DEFERIET — Edward J. Mullen has visited the post office here almost every day for the past 60 years. When he worked at St. Regis Paper Co., he'd walk across the street to get his mail before going home for dinner.
Years after retiring from the mill, visiting the post office is still part of Mr. Mullen's daily routine.
"I'd like to keep it that way," he said during his visit last week, when he lingered at the office chatting with Sara J. Titus, the postal worker, after pulling a piece of mail out of his post office box. "I like to come here."
But with the United States Postal Service's recent financial trouble — it recorded a loss of $2.8 billion last year — and the expectation that its total mail volume will drop by 20 billion or more pieces by the end of this year, many village residents wonder how much longer they will have a post office.
Maureen P. Marion, Postal Service spokeswoman, said closing smaller post offices isn't a consideration for tightening the budget gap, right now.
"Wholesale closings of post offices are not in our game plan," she said in an e-mail. "But we do recognize that recent headlines and trends in how America uses its mail can be troubling to residents served by smaller post offices."
Several small post offices in the north country closed in the 1990s, including the South Rutland Post Office in Jefferson County and Lawrenceville and Oswegatchie offices in St. Lawrence County, according to Times archives. The Plessis Post Office closed in 2007.
"It is not an option we exercise often, but sometimes it is the appropriate, difficult decision that we make," Ms. Marion said.

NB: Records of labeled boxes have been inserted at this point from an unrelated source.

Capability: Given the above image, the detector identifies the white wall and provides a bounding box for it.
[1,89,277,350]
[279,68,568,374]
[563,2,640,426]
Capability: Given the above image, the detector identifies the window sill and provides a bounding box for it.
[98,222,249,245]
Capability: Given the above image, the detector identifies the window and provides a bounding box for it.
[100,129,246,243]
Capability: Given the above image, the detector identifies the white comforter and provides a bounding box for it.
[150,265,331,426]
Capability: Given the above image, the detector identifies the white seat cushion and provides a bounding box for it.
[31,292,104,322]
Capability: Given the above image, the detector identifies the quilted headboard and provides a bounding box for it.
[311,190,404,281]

The post office is one of two businesses still left in the village after Newstech NY shut the paper mill down in 2004 and sold it to a developer in 2005. Village Historian Janet M. Zando said losing it would be a major hit to the already dwindling tear-drop-shaped village.
"We've lost everything else in town — we don't have a store, we don't have any of that anymore," she said. "I think it's very important to keep some kind of identity."
The Deferiet Post Office was established in 1901 and is still located in a building on Anderson Avenue that is part of the paper mill property.
The building, which housed many businesses and meeting places over the years, is now dilapidated. Pieces of white siding have fallen off, revealing the black house wrap underneath. The union hall, St. Regis regional offices, community hall, meat market, diner, credit union and store have come and gone, but the post office has always survived.
"The whole building has been used for different things at different times, but the post office has always remained there," Ms. Zando said.